Learn more about what the FranklinCovey All Access Pass® can do for your organization’s culture, leadership, individual effectiveness, and strategy execution.
Measuring and Evaluating Strategic Leadership Effectiveness
Evaluating effectiveness begins and ends with metrics. Strategic leaders are all about winning—and you can’t win if you aren’t keeping score! Leaders cannot rely merely on words; they need to establish a winnable game for their teams. Every organization has its own ways of measuring success, and these need to be calibrated to specifically and continually measure the progress of the precise goals set by strategic leaders.
Measuring progress will allow an early warning system when things go off track. Sometimes it’s a matter of effort, which can be fixed. Or in other cases, the plan needs to change. Humility to recognize any errors in the strategy or any changes that need to be put in place will be critical to remaining adaptable and getting back on track.

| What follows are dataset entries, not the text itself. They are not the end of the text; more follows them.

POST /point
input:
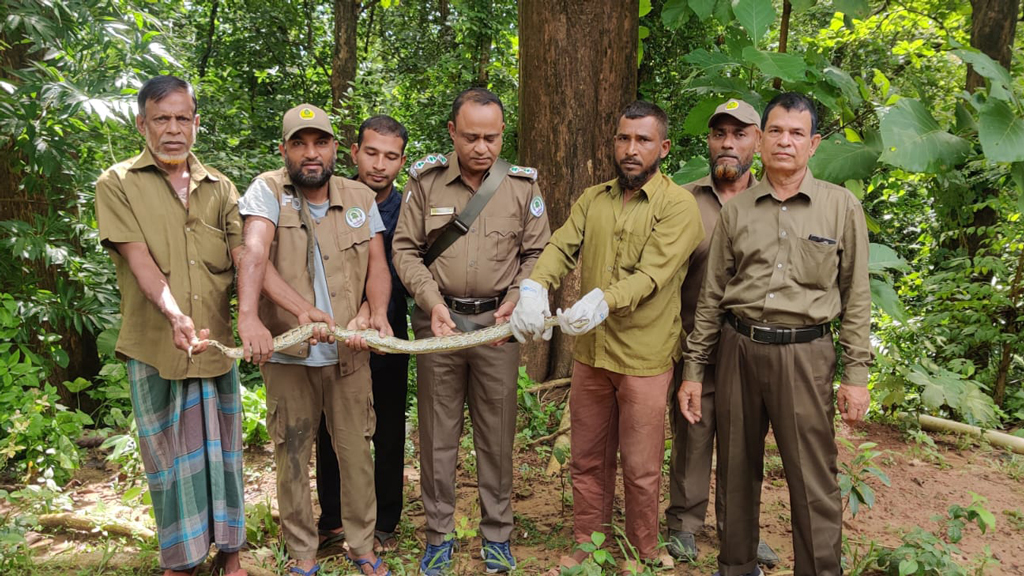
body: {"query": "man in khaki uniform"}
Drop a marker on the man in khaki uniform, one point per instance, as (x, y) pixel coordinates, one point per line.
(732, 139)
(172, 228)
(321, 234)
(632, 238)
(474, 283)
(787, 257)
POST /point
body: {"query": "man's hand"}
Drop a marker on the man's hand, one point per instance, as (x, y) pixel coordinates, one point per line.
(529, 314)
(313, 314)
(501, 317)
(257, 342)
(440, 321)
(853, 402)
(689, 400)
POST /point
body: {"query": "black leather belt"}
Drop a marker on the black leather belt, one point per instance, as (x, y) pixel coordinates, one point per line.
(472, 305)
(770, 335)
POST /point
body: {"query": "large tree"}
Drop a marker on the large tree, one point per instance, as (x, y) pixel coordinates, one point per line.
(578, 70)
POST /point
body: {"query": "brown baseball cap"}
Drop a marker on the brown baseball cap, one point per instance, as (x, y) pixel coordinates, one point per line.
(738, 110)
(305, 116)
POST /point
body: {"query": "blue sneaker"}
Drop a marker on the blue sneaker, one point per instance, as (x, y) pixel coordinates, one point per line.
(498, 557)
(437, 560)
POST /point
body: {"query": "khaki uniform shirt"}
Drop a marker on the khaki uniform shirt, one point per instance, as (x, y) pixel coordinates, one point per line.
(192, 247)
(793, 263)
(637, 254)
(492, 258)
(710, 204)
(343, 237)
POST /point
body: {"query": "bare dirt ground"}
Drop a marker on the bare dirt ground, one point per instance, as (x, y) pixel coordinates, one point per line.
(925, 483)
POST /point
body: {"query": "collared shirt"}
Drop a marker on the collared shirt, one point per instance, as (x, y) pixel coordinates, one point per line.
(710, 204)
(492, 258)
(793, 263)
(637, 253)
(192, 247)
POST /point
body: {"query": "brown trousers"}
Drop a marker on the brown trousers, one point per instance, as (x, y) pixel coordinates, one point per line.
(296, 396)
(610, 413)
(791, 387)
(689, 467)
(485, 376)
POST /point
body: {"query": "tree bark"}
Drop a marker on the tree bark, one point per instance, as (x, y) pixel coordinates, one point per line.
(578, 70)
(343, 68)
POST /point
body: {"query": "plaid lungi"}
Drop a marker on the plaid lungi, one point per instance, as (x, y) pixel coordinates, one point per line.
(190, 441)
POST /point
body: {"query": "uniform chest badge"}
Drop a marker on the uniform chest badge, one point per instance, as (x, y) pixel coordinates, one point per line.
(355, 216)
(537, 206)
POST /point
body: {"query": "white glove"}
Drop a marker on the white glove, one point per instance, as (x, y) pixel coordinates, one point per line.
(527, 318)
(585, 315)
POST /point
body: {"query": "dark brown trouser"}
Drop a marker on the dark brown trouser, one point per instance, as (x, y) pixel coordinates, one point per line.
(689, 468)
(485, 376)
(791, 387)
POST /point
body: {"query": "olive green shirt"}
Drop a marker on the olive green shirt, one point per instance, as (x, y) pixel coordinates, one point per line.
(637, 253)
(192, 247)
(793, 263)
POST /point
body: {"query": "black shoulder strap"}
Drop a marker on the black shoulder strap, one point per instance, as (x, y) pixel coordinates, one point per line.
(460, 224)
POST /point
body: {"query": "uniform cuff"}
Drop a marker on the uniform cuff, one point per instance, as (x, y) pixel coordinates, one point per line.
(693, 371)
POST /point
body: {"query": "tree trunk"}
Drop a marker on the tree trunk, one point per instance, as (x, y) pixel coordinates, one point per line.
(578, 71)
(343, 68)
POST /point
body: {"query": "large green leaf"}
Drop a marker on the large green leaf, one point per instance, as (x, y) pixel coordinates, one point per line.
(675, 13)
(696, 120)
(838, 160)
(756, 16)
(790, 68)
(914, 141)
(702, 8)
(1000, 132)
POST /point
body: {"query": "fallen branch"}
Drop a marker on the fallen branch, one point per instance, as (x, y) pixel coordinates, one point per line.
(74, 522)
(557, 382)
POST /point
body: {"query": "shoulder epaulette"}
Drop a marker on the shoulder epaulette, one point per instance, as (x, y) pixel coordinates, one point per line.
(426, 164)
(523, 172)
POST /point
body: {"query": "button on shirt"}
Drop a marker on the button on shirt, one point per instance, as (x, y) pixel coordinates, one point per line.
(793, 263)
(192, 247)
(637, 253)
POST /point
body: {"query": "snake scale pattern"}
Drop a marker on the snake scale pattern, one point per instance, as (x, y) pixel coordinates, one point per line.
(390, 344)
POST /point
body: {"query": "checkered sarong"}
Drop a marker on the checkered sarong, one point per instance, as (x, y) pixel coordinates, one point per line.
(190, 440)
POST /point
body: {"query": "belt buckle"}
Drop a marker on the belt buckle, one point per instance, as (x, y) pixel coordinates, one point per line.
(754, 331)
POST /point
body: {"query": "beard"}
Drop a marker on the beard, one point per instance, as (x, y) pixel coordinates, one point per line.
(301, 178)
(635, 181)
(729, 172)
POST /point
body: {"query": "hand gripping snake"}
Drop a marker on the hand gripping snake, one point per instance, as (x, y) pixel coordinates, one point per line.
(390, 343)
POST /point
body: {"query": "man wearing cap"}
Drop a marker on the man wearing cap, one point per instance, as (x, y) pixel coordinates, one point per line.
(786, 258)
(321, 235)
(492, 216)
(172, 228)
(632, 238)
(732, 139)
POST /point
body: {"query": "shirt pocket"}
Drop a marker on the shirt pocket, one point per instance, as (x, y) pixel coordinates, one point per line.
(211, 243)
(502, 238)
(815, 264)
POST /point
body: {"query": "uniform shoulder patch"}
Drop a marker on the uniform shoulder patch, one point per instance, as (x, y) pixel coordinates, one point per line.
(523, 172)
(427, 163)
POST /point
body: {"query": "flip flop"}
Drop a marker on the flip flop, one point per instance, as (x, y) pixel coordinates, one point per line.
(359, 563)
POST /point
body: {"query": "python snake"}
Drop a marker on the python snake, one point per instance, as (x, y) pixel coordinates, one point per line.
(390, 344)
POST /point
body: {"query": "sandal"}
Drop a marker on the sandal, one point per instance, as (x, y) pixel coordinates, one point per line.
(359, 563)
(384, 541)
(329, 538)
(300, 572)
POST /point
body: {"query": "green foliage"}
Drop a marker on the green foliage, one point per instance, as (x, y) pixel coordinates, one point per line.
(853, 477)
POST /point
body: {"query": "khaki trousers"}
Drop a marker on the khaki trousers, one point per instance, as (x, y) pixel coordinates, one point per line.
(689, 468)
(791, 387)
(485, 376)
(296, 397)
(610, 413)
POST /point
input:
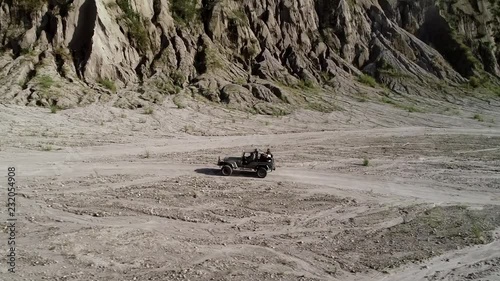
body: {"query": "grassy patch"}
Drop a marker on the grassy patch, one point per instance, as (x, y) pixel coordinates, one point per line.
(474, 82)
(178, 78)
(368, 80)
(212, 59)
(185, 12)
(108, 84)
(45, 82)
(136, 25)
(306, 84)
(30, 5)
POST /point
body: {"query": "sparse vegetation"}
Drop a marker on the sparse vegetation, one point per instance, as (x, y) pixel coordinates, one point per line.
(30, 5)
(45, 82)
(185, 12)
(136, 25)
(305, 84)
(474, 82)
(178, 78)
(368, 80)
(107, 83)
(212, 59)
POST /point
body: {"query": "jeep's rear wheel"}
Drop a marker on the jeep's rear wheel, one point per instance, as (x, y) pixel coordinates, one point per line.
(227, 170)
(261, 172)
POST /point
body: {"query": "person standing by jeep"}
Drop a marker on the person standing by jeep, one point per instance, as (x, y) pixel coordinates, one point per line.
(269, 154)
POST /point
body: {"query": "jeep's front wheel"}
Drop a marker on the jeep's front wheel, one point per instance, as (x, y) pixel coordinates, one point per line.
(261, 172)
(227, 170)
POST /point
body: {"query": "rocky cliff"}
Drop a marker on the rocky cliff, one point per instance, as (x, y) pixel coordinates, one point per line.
(254, 54)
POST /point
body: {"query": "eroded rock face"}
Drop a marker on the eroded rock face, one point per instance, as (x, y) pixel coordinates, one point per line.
(89, 47)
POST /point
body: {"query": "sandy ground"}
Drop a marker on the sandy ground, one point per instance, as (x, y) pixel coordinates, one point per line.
(108, 194)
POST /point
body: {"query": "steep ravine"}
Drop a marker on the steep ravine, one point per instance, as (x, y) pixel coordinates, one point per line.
(265, 55)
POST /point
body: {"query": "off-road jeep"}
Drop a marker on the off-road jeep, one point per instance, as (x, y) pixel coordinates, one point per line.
(260, 164)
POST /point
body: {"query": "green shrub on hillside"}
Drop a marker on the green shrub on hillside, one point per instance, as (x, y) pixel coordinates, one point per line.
(184, 11)
(136, 25)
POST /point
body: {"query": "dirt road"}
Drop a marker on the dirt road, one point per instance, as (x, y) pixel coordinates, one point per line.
(425, 207)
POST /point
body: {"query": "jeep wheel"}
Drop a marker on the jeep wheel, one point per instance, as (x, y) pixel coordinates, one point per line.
(227, 170)
(261, 172)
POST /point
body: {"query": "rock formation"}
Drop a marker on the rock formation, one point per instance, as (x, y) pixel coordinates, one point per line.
(253, 52)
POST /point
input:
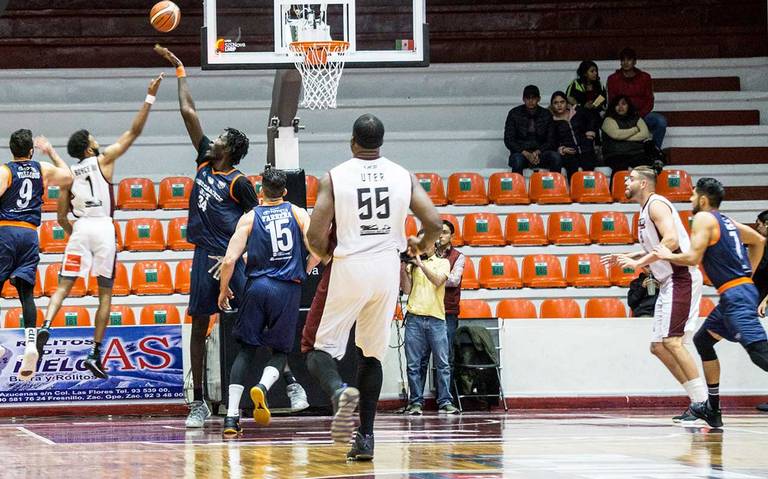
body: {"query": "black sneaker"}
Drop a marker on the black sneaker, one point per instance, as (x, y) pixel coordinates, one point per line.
(687, 417)
(93, 363)
(232, 427)
(42, 339)
(702, 410)
(362, 448)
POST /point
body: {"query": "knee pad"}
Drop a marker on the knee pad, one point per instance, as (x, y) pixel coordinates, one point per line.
(705, 343)
(758, 353)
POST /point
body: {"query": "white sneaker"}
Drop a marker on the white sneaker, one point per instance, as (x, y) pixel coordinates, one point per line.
(198, 413)
(298, 397)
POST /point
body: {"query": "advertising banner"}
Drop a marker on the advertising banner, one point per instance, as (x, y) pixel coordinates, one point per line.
(143, 362)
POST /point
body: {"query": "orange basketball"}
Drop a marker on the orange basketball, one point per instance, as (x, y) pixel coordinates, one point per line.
(165, 16)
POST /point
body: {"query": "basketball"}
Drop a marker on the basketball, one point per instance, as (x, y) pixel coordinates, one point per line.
(165, 16)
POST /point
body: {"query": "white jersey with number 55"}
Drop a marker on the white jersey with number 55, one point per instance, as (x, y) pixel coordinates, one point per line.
(371, 199)
(92, 195)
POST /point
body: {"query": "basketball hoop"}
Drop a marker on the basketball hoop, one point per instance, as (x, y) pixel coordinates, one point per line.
(320, 64)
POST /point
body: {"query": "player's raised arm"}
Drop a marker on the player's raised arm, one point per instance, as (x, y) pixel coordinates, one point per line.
(116, 149)
(186, 104)
(235, 250)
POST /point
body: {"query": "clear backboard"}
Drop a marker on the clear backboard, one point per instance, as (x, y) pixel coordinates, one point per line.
(256, 34)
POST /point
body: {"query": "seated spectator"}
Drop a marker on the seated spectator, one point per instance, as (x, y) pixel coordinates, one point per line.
(638, 86)
(588, 93)
(526, 135)
(573, 134)
(624, 135)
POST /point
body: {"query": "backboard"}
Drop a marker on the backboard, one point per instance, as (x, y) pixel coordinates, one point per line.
(255, 34)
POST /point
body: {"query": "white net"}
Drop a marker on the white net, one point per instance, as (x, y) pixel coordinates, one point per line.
(320, 65)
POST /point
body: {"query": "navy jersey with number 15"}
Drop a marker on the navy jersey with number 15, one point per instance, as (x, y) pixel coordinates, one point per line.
(276, 245)
(23, 199)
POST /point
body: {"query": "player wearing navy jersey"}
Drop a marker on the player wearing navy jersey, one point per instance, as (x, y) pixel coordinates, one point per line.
(729, 252)
(21, 199)
(274, 236)
(220, 196)
(92, 247)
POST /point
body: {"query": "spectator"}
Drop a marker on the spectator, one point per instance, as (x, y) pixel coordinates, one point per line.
(573, 134)
(760, 276)
(636, 84)
(642, 294)
(423, 278)
(588, 93)
(625, 133)
(526, 135)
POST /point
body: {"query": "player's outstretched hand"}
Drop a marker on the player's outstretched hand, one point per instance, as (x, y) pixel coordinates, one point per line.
(168, 55)
(154, 85)
(662, 252)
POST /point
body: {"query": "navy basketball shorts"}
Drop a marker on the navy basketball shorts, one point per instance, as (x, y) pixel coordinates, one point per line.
(19, 253)
(269, 314)
(735, 317)
(204, 288)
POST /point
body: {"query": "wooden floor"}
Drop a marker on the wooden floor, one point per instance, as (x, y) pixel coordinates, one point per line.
(568, 444)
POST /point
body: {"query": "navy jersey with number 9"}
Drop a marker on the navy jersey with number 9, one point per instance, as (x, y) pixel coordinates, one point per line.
(276, 244)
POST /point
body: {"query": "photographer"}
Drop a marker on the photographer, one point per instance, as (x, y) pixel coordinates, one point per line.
(423, 278)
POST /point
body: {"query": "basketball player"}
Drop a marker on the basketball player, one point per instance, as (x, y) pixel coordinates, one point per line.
(220, 196)
(367, 199)
(21, 201)
(677, 306)
(92, 246)
(274, 236)
(729, 251)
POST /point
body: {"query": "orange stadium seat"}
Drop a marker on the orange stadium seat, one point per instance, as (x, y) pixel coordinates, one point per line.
(151, 277)
(433, 185)
(144, 234)
(609, 227)
(590, 187)
(174, 193)
(516, 309)
(311, 183)
(120, 286)
(507, 189)
(136, 194)
(71, 316)
(499, 272)
(622, 276)
(618, 186)
(14, 318)
(483, 229)
(51, 196)
(159, 314)
(53, 239)
(469, 277)
(121, 315)
(705, 307)
(586, 271)
(542, 271)
(177, 235)
(458, 239)
(52, 282)
(411, 227)
(10, 292)
(560, 308)
(548, 187)
(675, 185)
(567, 227)
(525, 229)
(605, 308)
(183, 276)
(467, 189)
(474, 308)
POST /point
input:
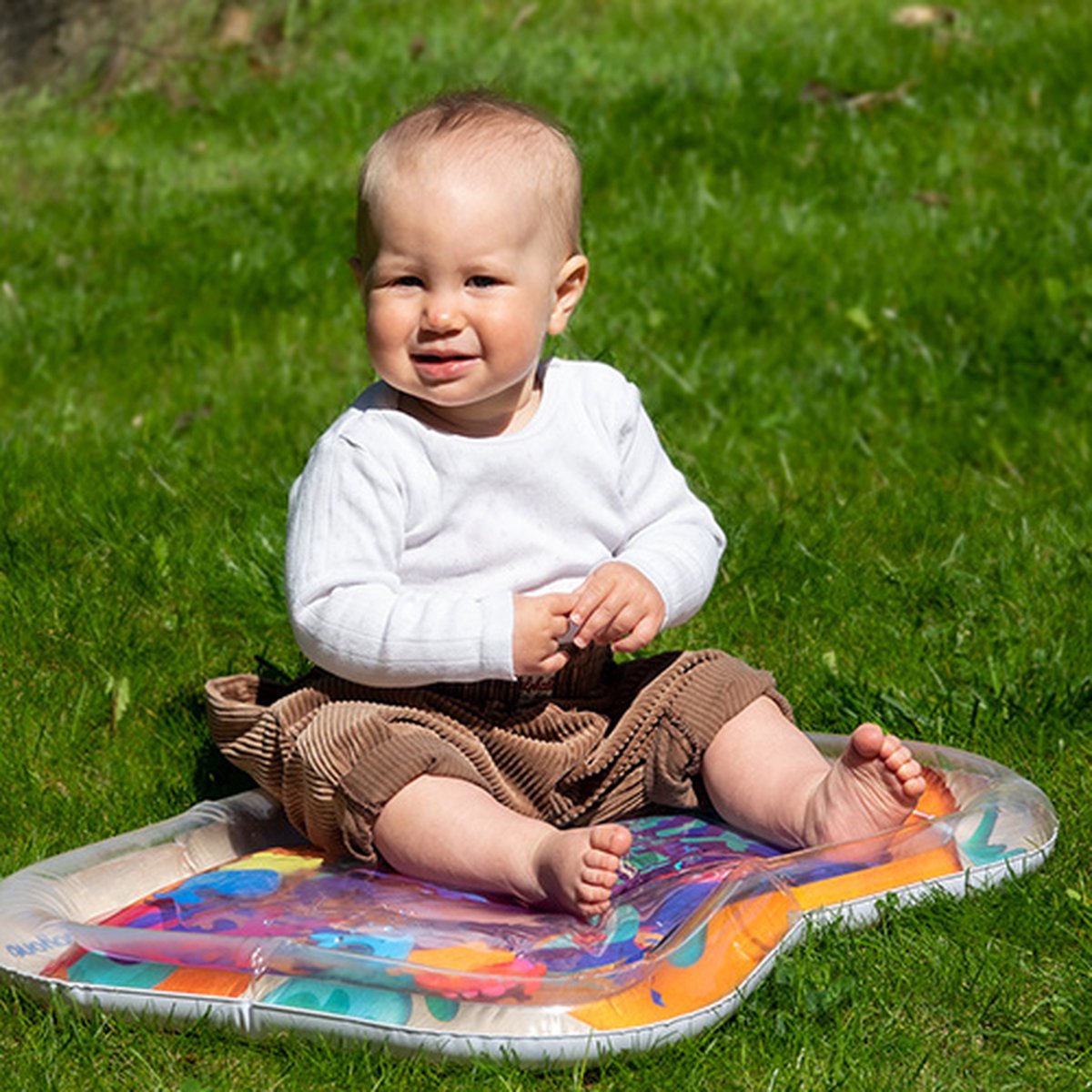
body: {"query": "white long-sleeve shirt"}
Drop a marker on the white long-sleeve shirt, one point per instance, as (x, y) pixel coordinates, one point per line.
(407, 544)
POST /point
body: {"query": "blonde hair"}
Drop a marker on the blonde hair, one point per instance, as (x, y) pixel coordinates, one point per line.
(480, 125)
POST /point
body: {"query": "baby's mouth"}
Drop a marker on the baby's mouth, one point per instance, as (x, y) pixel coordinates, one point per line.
(442, 365)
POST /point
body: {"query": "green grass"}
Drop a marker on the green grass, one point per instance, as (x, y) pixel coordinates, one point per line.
(885, 401)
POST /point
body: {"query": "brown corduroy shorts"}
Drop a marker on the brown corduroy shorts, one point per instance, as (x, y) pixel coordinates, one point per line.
(600, 741)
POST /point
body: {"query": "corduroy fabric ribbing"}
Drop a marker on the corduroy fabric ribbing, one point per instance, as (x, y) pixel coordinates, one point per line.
(612, 740)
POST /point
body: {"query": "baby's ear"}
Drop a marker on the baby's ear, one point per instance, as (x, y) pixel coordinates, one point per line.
(571, 281)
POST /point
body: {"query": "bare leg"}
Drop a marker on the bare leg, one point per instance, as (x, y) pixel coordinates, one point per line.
(767, 778)
(449, 831)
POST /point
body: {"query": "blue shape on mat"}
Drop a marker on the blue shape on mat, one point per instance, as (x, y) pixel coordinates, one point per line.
(96, 970)
(363, 1003)
(229, 884)
(385, 945)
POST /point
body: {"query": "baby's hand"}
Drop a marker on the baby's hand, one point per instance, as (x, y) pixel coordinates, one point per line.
(539, 625)
(620, 606)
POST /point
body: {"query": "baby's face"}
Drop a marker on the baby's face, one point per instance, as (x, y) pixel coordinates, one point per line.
(464, 283)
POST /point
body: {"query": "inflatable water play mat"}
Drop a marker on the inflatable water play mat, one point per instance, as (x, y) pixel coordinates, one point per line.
(222, 912)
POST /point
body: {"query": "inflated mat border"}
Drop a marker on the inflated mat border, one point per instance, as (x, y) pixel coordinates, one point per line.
(32, 906)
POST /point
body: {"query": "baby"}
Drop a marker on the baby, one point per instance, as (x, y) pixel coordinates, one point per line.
(478, 534)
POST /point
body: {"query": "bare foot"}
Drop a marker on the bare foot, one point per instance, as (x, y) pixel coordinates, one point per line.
(577, 868)
(872, 786)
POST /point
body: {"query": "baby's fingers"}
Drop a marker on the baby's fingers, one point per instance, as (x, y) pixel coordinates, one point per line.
(639, 637)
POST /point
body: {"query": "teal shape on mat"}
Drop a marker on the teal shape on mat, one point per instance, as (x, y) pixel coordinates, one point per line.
(363, 1003)
(97, 970)
(978, 849)
(442, 1008)
(688, 954)
(622, 924)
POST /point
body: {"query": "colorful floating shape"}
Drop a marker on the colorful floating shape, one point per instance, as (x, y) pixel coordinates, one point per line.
(222, 912)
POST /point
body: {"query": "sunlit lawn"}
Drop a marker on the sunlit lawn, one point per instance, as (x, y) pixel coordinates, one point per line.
(862, 323)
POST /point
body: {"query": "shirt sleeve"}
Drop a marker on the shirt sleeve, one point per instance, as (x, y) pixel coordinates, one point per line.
(672, 536)
(349, 611)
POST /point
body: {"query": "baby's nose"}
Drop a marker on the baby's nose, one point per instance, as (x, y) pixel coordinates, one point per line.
(441, 314)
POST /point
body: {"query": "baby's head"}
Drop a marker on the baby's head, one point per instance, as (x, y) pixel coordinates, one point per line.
(469, 256)
(480, 131)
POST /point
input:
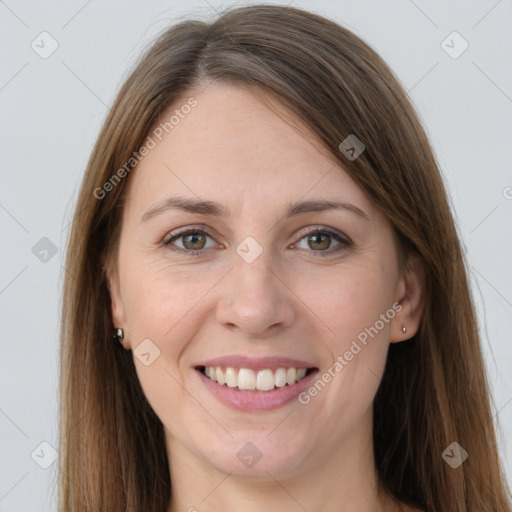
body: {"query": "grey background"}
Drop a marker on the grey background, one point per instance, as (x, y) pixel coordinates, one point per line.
(52, 110)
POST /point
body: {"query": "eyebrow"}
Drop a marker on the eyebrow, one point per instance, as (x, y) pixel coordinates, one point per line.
(204, 207)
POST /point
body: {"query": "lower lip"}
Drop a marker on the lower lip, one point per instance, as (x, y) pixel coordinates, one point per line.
(256, 400)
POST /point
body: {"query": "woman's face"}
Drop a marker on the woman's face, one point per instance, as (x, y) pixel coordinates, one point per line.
(255, 282)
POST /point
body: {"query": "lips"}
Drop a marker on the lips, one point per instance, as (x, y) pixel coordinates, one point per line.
(255, 384)
(260, 363)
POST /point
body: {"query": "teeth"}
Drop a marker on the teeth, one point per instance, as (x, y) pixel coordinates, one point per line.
(248, 379)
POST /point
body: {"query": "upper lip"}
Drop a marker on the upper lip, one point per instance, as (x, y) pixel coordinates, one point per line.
(256, 363)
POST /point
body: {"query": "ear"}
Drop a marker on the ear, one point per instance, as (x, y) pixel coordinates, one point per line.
(116, 302)
(410, 295)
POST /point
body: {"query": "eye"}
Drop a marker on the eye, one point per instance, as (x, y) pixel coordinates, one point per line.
(194, 240)
(320, 239)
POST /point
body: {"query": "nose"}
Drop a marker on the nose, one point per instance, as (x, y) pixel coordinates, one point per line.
(256, 298)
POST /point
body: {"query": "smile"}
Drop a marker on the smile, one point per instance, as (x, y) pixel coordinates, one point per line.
(247, 379)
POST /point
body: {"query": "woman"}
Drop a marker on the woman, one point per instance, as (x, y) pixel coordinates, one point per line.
(264, 229)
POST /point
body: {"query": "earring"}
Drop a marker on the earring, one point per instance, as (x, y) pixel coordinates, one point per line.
(119, 335)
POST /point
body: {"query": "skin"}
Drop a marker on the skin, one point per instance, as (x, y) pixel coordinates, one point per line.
(290, 301)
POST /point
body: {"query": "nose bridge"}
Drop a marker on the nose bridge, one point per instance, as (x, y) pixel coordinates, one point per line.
(256, 298)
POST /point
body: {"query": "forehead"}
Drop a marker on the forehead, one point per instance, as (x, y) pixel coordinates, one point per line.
(232, 148)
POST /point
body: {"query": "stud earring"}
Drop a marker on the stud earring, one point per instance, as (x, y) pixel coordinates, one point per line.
(119, 335)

Effective Strategy Execution Requires Visionary Leadership
Strategic leadership is more than just a charismatic personality. It’s more than just a single goal.
Rather, it’s a shared and compelling vision that changes the day-to-day ambitions and behaviors of every single member of an organization. It is an agreed-upon marker of team success that engages everyone.
Organizations can survive without strategic leadership. Many do every day. But to thrive, to truly create that forward motion and market-beating energy, there must be shared vision, a viable strategy, and widespread accountability. This is where to focus if you want your team to feel like they’re playing a winnable game, to feel truly inspired and engaged.